Avrupa Birliği, otomotiv sektörünün karbonsuzlaşma yolculuğuna uyum sağlayabilmesi için yeni bir esneklik kararı aldı. Üreticilere karbon emisyonu hedeflerine ulaşmaları için ek süre tanınırken, 2035 itibarıyla benzinli ve dizel motorlu yeni araç satışlarının tamamen yasaklanacağı kesinleşti.

Avrupa Parlamentosu, otomobil üreticilerini yakından ilgilendiren yeni bir düzenlemeye onay verdi. Buna göre, üreticiler 2025-2027 yılları arasındaki CO₂ emisyon verilerini artık yıllık bazda değil, üç yılın ortalaması üzerinden bildirebilecek. 458 "evet", 101 "hayır" ve 14 çekimser oyla kabul edilen düzenleme, ani üretim dalgalanmalarının olumsuz etkilerini azaltmayı ve firmalara daha uzun vadeli planlama imkânı sunmayı hedefliyor.

Avrupa Komisyonu tarafından önerilen bu esnek hesaplama yöntemi, otomobil üreticilerine yalnızca cezai yaptırımlara karşı zaman kazandırmakla kalmayacak, aynı zamanda elektrikli araçlara yönelik yatırımları hızlandırma potansiyeli de taşıyor. Yeni kurallar çerçevesinde 2025-2029 dönemi için araç başına ortalama CO₂ salımı yüzde 15 oranında azaltılarak 93,6 gram/kilometreye çekilecek. Bu hedef 2030’da daha da sıkılaştırılarak 49,5 g/km olacak. Nihai hedef ise 2035 yılında sıfır emisyon zorunluluğunun yürürlüğe girmesi.

İÇTEN YANMALI MOTORLAR İÇİN YOLUN SONU GÖRÜNDÜ

Bu kademeli sıkılaştırma, benzinli ve dizel araçların Avrupa pazarındaki geleceğini ciddi biçimde tehdit ediyor. Ancak tamamen kapıların kapanmadığı da belirtiliyor. Eğer karbon nötr yakıt teknolojileri —örneğin sentetik yakıtlar ya da hidrojen— beklenen gelişmeyi gösterirse, belirli koşullarda içten yanmalı motorların kullanımına sınırlı da olsa izin verilebilecek.
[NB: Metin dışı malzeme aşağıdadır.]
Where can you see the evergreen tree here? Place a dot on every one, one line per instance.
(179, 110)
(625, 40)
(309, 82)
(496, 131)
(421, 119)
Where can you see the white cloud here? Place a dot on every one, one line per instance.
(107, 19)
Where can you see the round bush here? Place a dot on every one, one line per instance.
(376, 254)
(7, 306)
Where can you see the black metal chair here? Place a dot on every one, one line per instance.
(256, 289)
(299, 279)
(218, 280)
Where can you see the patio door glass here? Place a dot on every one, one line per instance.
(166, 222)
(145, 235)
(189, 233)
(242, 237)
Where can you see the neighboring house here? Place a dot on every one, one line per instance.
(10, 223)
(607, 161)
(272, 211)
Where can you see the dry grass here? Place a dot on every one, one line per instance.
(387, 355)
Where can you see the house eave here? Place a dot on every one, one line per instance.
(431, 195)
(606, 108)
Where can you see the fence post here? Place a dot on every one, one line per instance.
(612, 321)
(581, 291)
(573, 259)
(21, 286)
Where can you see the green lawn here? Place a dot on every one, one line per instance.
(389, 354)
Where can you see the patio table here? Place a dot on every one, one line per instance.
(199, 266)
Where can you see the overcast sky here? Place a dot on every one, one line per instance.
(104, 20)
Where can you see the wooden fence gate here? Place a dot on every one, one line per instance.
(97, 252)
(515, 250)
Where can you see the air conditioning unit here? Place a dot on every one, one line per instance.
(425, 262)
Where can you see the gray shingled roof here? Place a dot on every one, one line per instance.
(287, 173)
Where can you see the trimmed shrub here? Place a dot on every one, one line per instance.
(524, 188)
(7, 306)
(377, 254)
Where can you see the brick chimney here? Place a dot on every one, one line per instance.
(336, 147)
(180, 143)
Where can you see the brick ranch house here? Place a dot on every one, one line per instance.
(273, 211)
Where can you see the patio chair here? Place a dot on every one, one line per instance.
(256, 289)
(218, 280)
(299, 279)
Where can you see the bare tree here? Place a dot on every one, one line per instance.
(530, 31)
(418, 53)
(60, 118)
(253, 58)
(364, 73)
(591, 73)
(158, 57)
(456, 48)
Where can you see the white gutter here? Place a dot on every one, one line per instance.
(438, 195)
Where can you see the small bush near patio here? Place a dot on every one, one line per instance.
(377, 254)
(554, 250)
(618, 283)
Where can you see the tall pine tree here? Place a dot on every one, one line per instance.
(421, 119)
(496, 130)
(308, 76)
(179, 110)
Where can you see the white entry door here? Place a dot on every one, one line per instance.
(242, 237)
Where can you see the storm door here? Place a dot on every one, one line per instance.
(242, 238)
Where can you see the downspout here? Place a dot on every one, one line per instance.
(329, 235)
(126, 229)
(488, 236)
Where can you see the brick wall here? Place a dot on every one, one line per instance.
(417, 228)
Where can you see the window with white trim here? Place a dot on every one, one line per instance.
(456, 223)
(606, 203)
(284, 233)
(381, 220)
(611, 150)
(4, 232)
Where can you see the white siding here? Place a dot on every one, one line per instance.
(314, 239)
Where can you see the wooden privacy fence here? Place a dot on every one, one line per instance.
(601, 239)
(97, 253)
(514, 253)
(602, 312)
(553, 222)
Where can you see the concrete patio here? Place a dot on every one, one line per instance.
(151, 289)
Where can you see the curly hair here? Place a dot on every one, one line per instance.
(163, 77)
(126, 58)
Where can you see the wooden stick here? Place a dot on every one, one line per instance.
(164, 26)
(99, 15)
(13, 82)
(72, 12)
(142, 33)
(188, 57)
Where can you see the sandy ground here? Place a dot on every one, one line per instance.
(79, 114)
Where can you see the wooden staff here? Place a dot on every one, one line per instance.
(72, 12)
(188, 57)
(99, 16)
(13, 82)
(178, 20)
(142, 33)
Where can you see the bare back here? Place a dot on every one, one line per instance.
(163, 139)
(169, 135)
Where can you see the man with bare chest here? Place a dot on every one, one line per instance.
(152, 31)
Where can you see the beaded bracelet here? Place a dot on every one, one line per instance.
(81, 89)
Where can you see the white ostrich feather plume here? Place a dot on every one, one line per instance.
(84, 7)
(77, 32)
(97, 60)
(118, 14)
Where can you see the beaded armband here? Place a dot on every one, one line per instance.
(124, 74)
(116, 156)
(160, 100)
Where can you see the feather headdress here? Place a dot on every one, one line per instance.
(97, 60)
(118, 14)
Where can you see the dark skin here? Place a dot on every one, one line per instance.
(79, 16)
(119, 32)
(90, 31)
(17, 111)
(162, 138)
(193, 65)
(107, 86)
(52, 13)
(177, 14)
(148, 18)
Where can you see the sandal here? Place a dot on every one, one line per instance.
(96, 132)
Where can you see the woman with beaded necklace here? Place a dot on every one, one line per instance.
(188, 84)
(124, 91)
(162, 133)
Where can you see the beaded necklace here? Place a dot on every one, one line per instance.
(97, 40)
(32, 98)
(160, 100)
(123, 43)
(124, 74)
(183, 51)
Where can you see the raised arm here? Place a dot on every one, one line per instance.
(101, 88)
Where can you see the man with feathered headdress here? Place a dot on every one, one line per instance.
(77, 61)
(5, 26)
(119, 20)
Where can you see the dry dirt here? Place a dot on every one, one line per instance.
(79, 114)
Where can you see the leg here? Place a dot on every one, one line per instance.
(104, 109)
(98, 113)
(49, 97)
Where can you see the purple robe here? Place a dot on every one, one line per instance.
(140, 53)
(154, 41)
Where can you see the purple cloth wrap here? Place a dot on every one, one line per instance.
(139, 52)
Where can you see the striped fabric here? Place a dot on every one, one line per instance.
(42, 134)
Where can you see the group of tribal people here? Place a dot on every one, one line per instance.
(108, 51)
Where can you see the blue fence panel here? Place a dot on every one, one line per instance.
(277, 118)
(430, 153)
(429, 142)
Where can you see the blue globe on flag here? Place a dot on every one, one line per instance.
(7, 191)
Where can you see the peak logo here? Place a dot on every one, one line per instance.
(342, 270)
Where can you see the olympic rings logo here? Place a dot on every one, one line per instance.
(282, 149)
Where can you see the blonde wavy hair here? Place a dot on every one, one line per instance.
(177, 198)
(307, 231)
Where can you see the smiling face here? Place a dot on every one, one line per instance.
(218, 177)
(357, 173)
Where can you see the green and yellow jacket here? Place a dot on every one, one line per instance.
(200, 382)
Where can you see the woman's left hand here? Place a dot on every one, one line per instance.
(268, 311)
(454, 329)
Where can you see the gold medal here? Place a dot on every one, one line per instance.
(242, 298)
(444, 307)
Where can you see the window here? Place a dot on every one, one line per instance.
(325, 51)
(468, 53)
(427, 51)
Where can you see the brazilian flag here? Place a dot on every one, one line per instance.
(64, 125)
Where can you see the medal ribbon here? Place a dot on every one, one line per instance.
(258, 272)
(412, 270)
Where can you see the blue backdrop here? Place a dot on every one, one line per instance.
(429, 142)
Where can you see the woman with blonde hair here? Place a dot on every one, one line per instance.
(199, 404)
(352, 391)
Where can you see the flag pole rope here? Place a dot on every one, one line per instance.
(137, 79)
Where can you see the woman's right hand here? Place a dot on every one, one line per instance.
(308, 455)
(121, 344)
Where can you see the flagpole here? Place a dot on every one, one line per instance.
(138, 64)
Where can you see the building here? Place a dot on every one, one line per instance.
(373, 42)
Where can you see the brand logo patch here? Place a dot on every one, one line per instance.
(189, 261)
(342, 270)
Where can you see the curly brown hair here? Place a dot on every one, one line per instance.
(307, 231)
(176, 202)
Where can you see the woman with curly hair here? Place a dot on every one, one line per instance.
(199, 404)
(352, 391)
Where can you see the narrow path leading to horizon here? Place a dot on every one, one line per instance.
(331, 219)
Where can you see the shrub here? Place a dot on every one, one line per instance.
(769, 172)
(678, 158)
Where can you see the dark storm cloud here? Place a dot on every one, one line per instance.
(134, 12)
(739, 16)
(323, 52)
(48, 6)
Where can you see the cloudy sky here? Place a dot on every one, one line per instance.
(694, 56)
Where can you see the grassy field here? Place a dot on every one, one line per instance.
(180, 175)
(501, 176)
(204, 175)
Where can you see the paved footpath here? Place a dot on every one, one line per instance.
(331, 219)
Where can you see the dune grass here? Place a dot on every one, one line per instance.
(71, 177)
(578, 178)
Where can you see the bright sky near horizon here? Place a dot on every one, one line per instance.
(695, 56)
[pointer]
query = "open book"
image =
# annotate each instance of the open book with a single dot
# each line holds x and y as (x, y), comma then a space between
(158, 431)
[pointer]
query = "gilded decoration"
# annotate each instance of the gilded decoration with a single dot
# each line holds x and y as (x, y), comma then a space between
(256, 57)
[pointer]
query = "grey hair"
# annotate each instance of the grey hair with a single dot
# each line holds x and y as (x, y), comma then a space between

OTOMOTİV DEVLERİ YÜKSEK CEZA RİSKİYLE KARŞI KARŞIYA

Yeni kurallar, büyük üreticilerin mali dengelerini zorluyor. Volkswagen, yalnızca 2025 sonrası dönemde emisyon hedeflerini tutturamaması halinde 1,5 milyar avroluk ceza riskiyle karşı karşıya kalabilir. Renault CEO’su Luca de Meo ise sektörde toplam ceza yükünün 15 milyar avroya ulaşabileceği uyarısında bulundu.

Stellantis grubu bu riskten kaçınmak adına termal motorlu araç üretimini azaltmayı planlarken, Mercedes-AMG gibi lüks segmentteki markalar geçiş stratejilerini daha esnek yürütüyor. Mercedes, güçlü V8 motorlarını plug-in hibrit sistemlerle güncelleyerek geleneksel motor mirasını korumaya çalışıyor.